Dünya Bankası kritik raporu yayımladı: 2024'te küresel ekonomi nasıl olacak?

Dünya Bankası kritik raporu yayımladı: 2024'te küresel ekonomi nasıl olacak?

Dünya Bankası'nın Ocak 2024 tarihli Küresel Ekonomik Beklentiler Raporu'na göre, küresel ekonomik büyüme bu yıl yavaşlayacak.

Geçen yıl için tahmin edilen yüzde 2,6'lık büyüme oranının, 2024'te yüzde 2,4'e gerilemesi öngörülüyor. Gelişmekte olan ülkelerin ekonomik büyümesinin 2024'te yüzde 3,9'a, gelişmiş ülkelerinkinin ise yüzde 1,2'ye düşmesi bekleniyor.

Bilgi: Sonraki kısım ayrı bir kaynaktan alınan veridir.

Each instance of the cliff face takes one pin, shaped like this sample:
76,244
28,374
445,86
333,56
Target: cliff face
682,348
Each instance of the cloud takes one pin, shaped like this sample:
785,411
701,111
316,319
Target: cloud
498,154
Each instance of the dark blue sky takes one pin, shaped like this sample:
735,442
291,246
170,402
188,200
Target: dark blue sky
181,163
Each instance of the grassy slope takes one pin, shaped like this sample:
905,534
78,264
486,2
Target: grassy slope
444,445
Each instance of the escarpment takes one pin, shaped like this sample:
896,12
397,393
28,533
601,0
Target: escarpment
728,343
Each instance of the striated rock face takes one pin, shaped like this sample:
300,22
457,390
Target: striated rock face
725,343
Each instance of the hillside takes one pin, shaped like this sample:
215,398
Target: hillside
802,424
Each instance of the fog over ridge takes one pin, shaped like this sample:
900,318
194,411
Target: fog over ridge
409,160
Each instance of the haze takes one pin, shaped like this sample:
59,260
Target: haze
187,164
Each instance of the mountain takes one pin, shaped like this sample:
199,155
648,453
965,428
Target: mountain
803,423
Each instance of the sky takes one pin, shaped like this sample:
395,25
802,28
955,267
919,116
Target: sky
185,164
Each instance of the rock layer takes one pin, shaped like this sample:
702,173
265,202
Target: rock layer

Raporda, küresel ekonominin 2024'ün sonuna kadar "üzücü" bir rekora imza atarak, son 30 yılın en yavaş 5 yıllık Gayrisafi Yurt İçi Hasıla (GSYH) büyümesinin yaşanacağı belirtiliyor. ABD ekonomisinin gücü sayesinde küresel resesyon riskinin azaldığı, ancak artan jeopolitik gerilimlerin kısa vadede yeni tehlikeler oluşturabileceği ifade ediliyor.

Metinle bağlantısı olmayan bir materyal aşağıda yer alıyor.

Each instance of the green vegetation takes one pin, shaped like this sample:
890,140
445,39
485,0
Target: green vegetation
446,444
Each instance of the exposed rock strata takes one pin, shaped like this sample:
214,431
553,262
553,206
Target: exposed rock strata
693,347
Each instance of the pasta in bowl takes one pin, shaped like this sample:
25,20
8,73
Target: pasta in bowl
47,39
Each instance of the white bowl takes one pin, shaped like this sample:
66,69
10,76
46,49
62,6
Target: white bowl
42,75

Büyük ekonomilerdeki büyümenin küresel ticaretin yavaşlaması ve sıkı finansal koşulların etkisiyle gerçekleştiği, gelişmekte olan ekonomilerin orta vadeli görünümünün zorlaştığı vurgulanıyor. Raporda, küresel ticaret büyümesinin pandemiden önceki 10 yılın ortalamasının yalnızca yarısı olması beklentisi dile getirilirken, gelişmekte olan ekonomilerin borçlanma maliyetlerinin yüksek kalması ve küresel faiz oranlarının enflasyona göre düzeltilmiş olarak son 40 yılın en yüksek seviyelerinde olmasının muhtemel olduğu belirtiliyor.

Raporda ayrıca, küresel büyümenin art arda 3'üncü yılda da yavaşlamasının beklendiği ve gelişmekte olan ülkelerin yoksullukla mücadelede zorlanacakları ifade ediliyor. İklim değişikliğiyle mücadele ve diğer küresel kalkınma hedeflerine ulaşmak için gelişmekte olan ülkelerin yılda yaklaşık 2,4 trilyon dolarlık ek yatırım yapmalarının gerektiği vurgulanıyor.

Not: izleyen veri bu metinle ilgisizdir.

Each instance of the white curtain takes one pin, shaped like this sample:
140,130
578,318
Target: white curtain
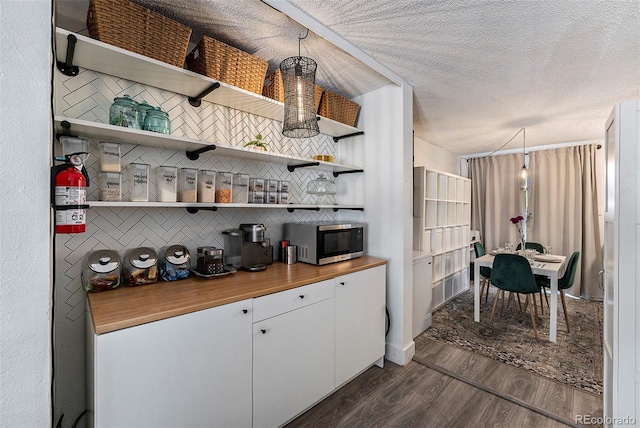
563,201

Dünya Bankası Grubu Başkanı Ajay Banga, yavaş büyümenin istihdam yaratmayı zorlaştığını belirterek, büyüme tahminlerinin değiştirilebileceğini ve durumu tersine çevirmek için birlikte çalışma gerektiğini ifade ediyor. Grubun Başekonomisti ve Kıdemli Başkan Yardımcısı Indermit Gill ise dünya ekonomisinin istikrarsız bir durumda olduğunu ve mali zayıflıkların birçok düşük gelirli ülkeyi borç sıkıntısına sürüklediğini belirtiyor.